Dave Fry, ETF Digest, February 25, 2009

It’s been a volatile market but you don’t need me to tell you that right? Bears hit stocks hard in the early going only to see things turn sloppy around mid-day. However, Bernanke in continued testimony indicated no immediate intention to nationalize banks and that helped those share prices. This in turn lifted equity indexes.

The 1:30 PM Stick Save Express arrived to rally stocks powerfully off their lows. But, in the end there was no taste to hold on as stocks caved near the close.

Volume was similar to yesterday but breadth was decidedly negative which only means the McClellan Oscillator will not be lifted too far off its lows.

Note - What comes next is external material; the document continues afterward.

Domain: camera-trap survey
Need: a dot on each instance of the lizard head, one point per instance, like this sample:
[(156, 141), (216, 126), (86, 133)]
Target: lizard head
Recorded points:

That sums things up for today. The day-to-day volatility remains just way too high. You put your toe in the water and you lose your entire leg. So you must be patient unless you’re day trading. The latter has been the venue and style of choice that can produce results. Most investors don’t have the time or fortitude to deal with markets on that basis.

The Treasury auctions continue. While bonds are getting sold the results in the aftermarket for them haven’t been good. There are more bonds to be sold than you can shake a stick at which is why many want to short.

There are just two more trading days in the month and it’s hard to imagine we’ll close the month flat or even higher. But, we’ve witnessed some powerful bear market rallies since the bear first made its appearance.

Let’s see what happens.

Disclaimer: Among other issues the ETF Digest maintains positions in: IEF, TLT, TBT, GLD, GDX and FXE.